How to Make Small Talk in English
Small talk isn't about being clever — it's a small set of reusable moves: open, react, ask, exit. Learn the moves and any topic works.
How do I start a conversation?
The most reliable opener is a comment on the shared situation plus an open question. You're both in the same place — use it:
| Where you are | Opener that works |
|---|---|
| A party or event | "Great turnout, isn't it? How do you know the host?" |
| Work / a conference | "Is this your first time at this event? What did you think of the talk?" |
| A queue or waiting room | "This line is moving slowly today… Have you been here before?" |
| Meeting someone new | "Hi, I don't think we've met — I'm [name]." |
| Anywhere, honestly | "Beautiful day, isn't it? / Crazy weather lately, right?" |
Note the shape: statement first, then question. A bare question can feel like an interview; the statement gives the other person something to agree with before they have to produce anything.
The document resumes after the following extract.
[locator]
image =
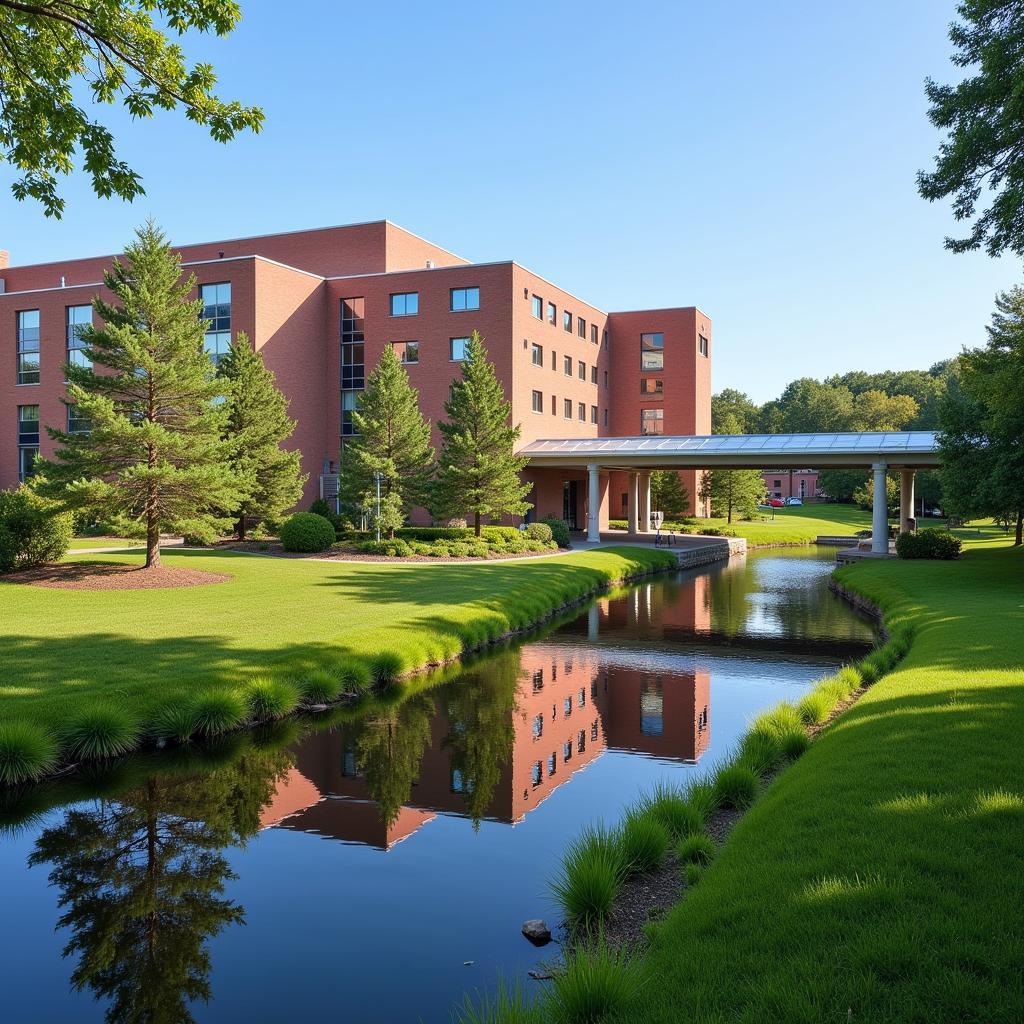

What topics are safe — and which should I avoid?
- Safe: the weather, travel and holidays, food and restaurants, work (what, not how much), films and shows, the event you're both at, weekend plans.
- Avoid with strangers: salary and money, politics, religion, age, weight and appearance, relationship status. These aren't forbidden forever — just not in the first ten minutes.
How do I keep the conversation going?
You don't need long sentences — you need reactions. Native speakers hold conversations together with tiny fixed phrases:
- "Oh really? / No way! / That's interesting."
- "That sounds fun / stressful / amazing."
- "Tell me more about that." / "How did that go?"
- "Same here." / "I know exactly what you mean."
The pattern to remember is react → relate → ask: "That sounds fun (react) — I went there last year too (relate). Which part did you like best? (ask)". Two of these loops and you're officially having a conversation.
How do I end it politely?
- "Well, it was really nice talking to you. I should say hello to a few more people."
- "I'd better get going — great to meet you!"
- "Let's catch up again soon. Enjoy the rest of your evening!"
Positive statement + reason + wish. Ending warmly matters more than ending smoothly — nobody remembers the exit line, only the tone.
Make the moves automatic with Hutarka's Small Talk pack
Knowing the moves isn't the same as producing them mid-conversation. Hutarka's Small Talk pack (39 phrases) and Meeting & Greeting pack (40) drill the openers, reactions and exits at your level, A1 to C1 — you build each phrase word by word until it comes out without translating.
Try the Small Talk pack — free
A practice plan for one week
Day 1–2: memorise three openers (one for work, one for events, the weather one). Day 3–4: drill the react–relate–ask loop with five reaction phrases. Day 5: add two exit lines. Day 6–7: use one opener on a real person — a barista counts (see ordering coffee in English for that script). One genuine exchange teaches more than an hour of silent review, and each rep weakens the translate-first habit.